In general in your code you can use c# pre-processors in order to make code compile or commented out conditionally on some global defines.
Unity offers Version and Platform specific pre-processors
From Unity 2.6.0
onwards, you can compile code selectively. The options available depend on the version of the Editor that you are working on. Given a version number X.Y.Z (for example, 2.6.0), Unity exposes three global #define directives in the following formats: UNITY_X
, UNITY_X_Y
and UNITY_X_Y_Z
.
and
Starting from Unity 5.3.4
, you can compile code selectively based on the earliest version of Unity required to compile or execute a given portion of code. Given the same version format as above (X.Y.Z
), Unity exposes one global #define
in the format UNITY_X_Y_OR_NEWER
, that can be used for this purpose.
So you can exactly control which code version shall be used for which specific target platform, Unity version, .Net version etc
You can wrap your code e.g. in
#if UNITY_2017_1_OR_NEWER
/* Code that only compiles under newer version */
#elif UNITY_5
/* Code that compiles for Unity 5.x.y */
#elif UNITY_4
/* Code that compiles for Unity 4.x.y */
#else
/* apparently some older stuff */
#endif
Then you can pack it all in one single *.unitypackage
and the user won't even notice.

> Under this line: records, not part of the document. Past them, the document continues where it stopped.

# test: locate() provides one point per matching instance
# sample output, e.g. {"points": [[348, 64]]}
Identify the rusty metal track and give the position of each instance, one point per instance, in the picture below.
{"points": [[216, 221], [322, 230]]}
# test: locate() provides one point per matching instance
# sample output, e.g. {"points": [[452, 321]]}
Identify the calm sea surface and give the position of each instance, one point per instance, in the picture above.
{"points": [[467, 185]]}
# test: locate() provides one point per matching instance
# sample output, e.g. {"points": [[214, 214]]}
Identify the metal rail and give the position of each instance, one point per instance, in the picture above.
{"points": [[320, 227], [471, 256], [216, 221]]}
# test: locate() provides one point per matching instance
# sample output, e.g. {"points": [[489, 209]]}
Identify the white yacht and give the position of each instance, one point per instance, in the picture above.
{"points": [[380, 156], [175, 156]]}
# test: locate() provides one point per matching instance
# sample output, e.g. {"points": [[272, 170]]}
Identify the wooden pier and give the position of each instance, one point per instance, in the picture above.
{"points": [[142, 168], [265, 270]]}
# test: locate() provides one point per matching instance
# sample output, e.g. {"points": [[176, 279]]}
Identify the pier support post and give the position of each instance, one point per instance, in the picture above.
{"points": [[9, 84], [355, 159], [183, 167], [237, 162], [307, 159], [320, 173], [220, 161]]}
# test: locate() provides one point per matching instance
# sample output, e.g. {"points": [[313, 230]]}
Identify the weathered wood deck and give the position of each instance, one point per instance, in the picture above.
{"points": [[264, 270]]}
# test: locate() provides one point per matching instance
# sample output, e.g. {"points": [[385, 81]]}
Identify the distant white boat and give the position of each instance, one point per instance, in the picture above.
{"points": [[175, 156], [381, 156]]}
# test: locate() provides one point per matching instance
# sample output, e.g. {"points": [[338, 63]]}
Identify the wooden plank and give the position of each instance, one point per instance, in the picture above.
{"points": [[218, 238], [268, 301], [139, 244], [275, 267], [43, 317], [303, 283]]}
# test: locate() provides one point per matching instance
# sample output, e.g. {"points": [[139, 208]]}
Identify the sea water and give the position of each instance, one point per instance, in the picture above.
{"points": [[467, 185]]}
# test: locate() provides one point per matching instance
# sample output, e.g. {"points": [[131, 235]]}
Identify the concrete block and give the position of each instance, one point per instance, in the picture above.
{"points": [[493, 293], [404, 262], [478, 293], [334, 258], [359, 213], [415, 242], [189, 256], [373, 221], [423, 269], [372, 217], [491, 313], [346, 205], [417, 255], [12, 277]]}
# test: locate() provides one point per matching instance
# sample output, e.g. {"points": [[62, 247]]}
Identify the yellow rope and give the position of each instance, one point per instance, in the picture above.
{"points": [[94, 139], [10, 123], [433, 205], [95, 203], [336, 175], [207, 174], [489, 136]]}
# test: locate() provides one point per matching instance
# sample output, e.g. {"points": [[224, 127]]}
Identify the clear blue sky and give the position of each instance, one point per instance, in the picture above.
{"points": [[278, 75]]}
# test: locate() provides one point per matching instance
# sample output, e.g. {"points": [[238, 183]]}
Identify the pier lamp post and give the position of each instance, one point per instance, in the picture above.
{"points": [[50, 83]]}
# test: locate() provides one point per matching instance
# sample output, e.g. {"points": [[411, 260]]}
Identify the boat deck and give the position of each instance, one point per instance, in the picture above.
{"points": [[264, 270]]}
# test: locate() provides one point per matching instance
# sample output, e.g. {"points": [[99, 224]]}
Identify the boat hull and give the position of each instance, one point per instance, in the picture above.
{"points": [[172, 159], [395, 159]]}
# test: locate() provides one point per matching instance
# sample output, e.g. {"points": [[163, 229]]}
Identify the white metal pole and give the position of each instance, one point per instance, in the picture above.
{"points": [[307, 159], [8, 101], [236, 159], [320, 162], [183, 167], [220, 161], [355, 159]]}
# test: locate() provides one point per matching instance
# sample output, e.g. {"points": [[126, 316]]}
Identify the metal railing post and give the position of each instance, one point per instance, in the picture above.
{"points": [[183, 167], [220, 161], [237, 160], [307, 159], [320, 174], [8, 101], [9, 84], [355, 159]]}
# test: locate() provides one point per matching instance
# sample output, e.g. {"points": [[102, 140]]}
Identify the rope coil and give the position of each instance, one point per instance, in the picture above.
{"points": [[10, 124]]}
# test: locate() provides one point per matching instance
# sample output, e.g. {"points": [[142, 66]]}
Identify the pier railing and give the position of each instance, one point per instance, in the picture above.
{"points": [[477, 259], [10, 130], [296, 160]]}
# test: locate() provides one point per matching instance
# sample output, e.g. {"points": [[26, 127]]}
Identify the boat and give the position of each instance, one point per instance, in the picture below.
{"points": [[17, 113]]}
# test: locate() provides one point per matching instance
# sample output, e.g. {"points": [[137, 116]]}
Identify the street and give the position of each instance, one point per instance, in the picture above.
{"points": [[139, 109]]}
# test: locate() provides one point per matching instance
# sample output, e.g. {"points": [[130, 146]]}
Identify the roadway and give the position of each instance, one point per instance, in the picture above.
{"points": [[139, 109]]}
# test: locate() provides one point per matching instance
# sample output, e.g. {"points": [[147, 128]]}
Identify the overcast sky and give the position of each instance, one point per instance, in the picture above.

Since commented out stuff is stripped of in a built application it doesn't increase the build size.
The structure for development, however, is another question. I think in order to be sure that the support works you won't come arround having one project for each Unity version and copy paste the code for older versions into the pre-processor wrapped sections of the newest one.
In order to keep it as simple for me as possible I would probably use a folder structure like
YourPlugIn
|-- General
|-- Unity4
|-- Unity5
|-- Unity2017
and use the partial
keyword in order to implement complete behaviours instead enabling and disabling single code blocks e.g.
General/MyBehaviour.cs
public partial class MyBehaviour : MonoBehaviour
{
// this is the script users should be dragging onto objects
}
Unity4/MyBehaviour_4.cs
#if UNITY_4
// Extends the general MyBehaviour for Unity 4.x.y
public partial class MyBehaviour
{
public string InitialValue;
private void Start()
{
Debug.Log(InitialValue);
}
}
#endif
Unity5/MyBehaviour_5.cs
#if UNITY_5
// Extends the general MyBehaviour for Unity 5.x.y
public partial class MyBehaviour
{
public int InitialValue;
private void Start()
{
Debug.Log(InitialValue.ToString());
}
}
#endif
Unity2017/MyBehaviour_2017.cs
#if UNITY_2017
// Extends the general MyBehaviour for Unity 2017.x.y
public partial class MyBehaviour
{
public Vector3 InitialValue;
private void Start()
{
Debug.Log(InitialValue.ToString());
}
}
#endif
But then you can not use any of the e.g. UNITY_X_Y_OR_NEWER
defines because you would get duplicates ;)
Ofcourse there is a lot of more issue zones like e.g. renaming your classes afterwards or in newer version wrapping them in interfaces etc .. but I hope I made my idea clear.
I would also take the risk to claim that it should be enough to only support the "latest" versions of Unity and not make a Plug-In backwards compatiable down to Unity 2.6 ... who will still use that old stuff anyway?
Currently in the HUB the latest release that is offered for installation is 2017.1.5f1
so I'ld claim it is enough to have backwards support until that one and not any further.
To the question about version control: Github offers a pretty complete .gitignore
for Unity. There you can see that there is a lot more than the Temp
folder you should ignore .. especially the Library
.
In this post I also descriped a fast and secure way to remove all the generated files with one single git
command. Personally I like to exclude all Library/*.asset
files from the ignoring (so they are version controlled) as here some things like e.g. custom Layouts, the current build target etc are stored.